O Halloween se aproxima e a internet borbulha com listas de filmes de terror. Ano após ano, é muito difícil fugir das indicações óbvias (O Exorcista, O Bebê de Rosemary, O Iluminado, etc.) porque os bons filmes do gênero são raros se levarmos em conta a quantidade de lançamentos inexpressivos. É preciso ignorar um lixo gigantesco (Atividade Paranormal 1, 3 e 4, todos os Jogos Mortais, Albergues e assim por diante) se quisermos manter alguma admiração pelo gênero que, quando executado da maneira correta, é tão envolvente quanto perturbador. Afinal, um bom filme de terror não acaba quando a sessão termina, mas nos acompanha até em casa e atrapalha o nosso sono por noites a fio. Em tempos em que uma obra de arte é medida não por quesitos de beleza estética ou dificuldade de execução, mas pela capacidade de provocar sensações e sentimentos no observador, o horror não deve ser menosprezado como mero entretenimento, mas respeitado e analisado.
Nos primórdios do cinema, o terror surge atrelado a pelo menos duas grandes correntes artísticas: o expressionismo (como em O Gabinete do Dr. Caligari de Robert Wiene e Nosferatu de F. W. Murnau) e o surrealismo (A Queda da Casa de Usher, conto de Edgar Allan Poe adaptado por Buñuel e dirigido por Jean Epstein, Vampyr de Carl Th. Dreyer, entre outros). Com os filmes de terror da Universal, começam as adaptações em série de clássicos da literatura: Lon Chaney em O Corcunda de Notre Dame, O Fantasma da Ópera; Conrad Veidt no maravilhoso O Homem Que Ri; Bela Lugosi em Drácula; Boris Karloff em Frankenstein. Nos anos 40, da mesma forma que Orson Welles inaugura o cinema verdadeiramente moderno com Cidadão Kane, portador de linguagem própria, independente da literatura e do teatro, Val Lewton cria o terror moderno. Com uma linguagem cinematográfica magistral e repetida à exaustão até os dias de hoje, Lewton produziu filmes inteligentíssimos, apesar dos títulos bobos, como Sangue de Pantera, A Morta-Viva e O Túmulo Vazio.
Nos anos 50, temos as intervenções de William Castle nas salas de cinema, como esqueletos infláveis que brilhavam no escuro e que surgiam em momentos-chave. O resultado final do recurso até podia ser risível, mas era uma tentativa genuína de criar uma experiência diferente que fosse capaz de abalar a sensação de segurança do espectador (o resultado disso, hoje, é justamente o 4D). Mais adiante, temos outras tantas adaptações (algumas excelentes, outras nem tanto) de Poe, autor favorito dos cineastas de terror, com Vincent Price dirigido por Roger Corman; o ultra-colorido do estúdio britânico Hammer; A Noite dos Mortos-Vivos de George Romero, responsável por adicionar zumbis à cultura popular mundial. Isso tudo sem falar em Psicose e Os Pássaros de Hitchcock.
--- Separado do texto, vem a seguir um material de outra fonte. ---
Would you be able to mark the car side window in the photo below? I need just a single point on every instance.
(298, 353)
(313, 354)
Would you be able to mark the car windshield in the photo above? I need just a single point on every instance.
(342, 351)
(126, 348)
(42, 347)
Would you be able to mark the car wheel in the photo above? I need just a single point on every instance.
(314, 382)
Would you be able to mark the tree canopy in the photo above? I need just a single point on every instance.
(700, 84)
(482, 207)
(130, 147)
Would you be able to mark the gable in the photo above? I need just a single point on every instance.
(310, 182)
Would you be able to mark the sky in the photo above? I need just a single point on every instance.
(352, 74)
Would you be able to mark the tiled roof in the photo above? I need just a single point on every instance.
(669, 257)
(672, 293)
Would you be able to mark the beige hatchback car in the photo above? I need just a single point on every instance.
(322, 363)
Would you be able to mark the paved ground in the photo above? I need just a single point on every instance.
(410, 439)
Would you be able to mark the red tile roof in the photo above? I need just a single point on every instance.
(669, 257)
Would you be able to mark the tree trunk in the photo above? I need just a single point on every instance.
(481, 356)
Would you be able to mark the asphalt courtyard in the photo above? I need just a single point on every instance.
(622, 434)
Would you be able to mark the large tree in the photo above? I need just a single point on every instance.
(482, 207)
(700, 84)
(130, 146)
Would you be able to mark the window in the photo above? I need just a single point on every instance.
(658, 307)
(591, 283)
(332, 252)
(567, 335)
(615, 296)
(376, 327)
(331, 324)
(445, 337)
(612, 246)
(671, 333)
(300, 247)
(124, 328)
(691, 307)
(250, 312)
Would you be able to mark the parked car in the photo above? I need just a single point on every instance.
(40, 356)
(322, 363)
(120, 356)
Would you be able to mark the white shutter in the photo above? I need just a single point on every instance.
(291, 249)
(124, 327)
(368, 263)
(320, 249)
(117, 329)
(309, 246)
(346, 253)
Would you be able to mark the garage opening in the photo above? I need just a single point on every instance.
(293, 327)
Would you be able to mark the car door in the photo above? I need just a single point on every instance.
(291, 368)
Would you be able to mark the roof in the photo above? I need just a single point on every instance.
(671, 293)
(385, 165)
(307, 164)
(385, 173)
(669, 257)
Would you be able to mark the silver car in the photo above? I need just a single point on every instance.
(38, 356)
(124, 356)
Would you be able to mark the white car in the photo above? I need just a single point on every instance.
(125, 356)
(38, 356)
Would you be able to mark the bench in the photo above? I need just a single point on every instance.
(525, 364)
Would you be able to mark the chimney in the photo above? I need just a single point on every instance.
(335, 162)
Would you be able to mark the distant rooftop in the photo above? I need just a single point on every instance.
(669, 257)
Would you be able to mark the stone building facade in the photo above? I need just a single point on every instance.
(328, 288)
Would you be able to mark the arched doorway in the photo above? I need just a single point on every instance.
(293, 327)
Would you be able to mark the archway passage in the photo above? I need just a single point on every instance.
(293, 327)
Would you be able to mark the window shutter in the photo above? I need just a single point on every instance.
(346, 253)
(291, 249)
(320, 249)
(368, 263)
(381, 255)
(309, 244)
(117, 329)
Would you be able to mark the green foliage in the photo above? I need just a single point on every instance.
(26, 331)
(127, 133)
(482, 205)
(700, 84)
A década de 70 é um período especialmente fecundo e o gênero ganha mais algumas obras-primas: Tubarão de Spielberg (a Mostra Internacional de Cinema de São Paulo deste ano está exibindo uma cópia restaurada do filme), O Inquilino de Polanski, Carrie de Brian de Palma, Alien de Ridley Scott e o já citado O Exorcista. É também na mesma década que se inicia o sub-gênero slasher em que psicopatas misteriosos matam todos que encontram pelo caminho em filmes como Halloween e O Massacre da Serra Elétrica (abrindo caminho para Sexta-feira 13 e derivados). Já nos anos 80, outros títulos dignos de nota são: O Enigma de Outro Mundo de John Carpenter (uma refilmagem que, para variar um pouco, é muito superior ao filme original), A Mosca de Cronenberg e A Hora do Pesadelo de Wes Craven que, apesar das seqüências mais bregas, possui uma ideia central verdadeiramente assustadora – o perigo do sono e da inconsciência.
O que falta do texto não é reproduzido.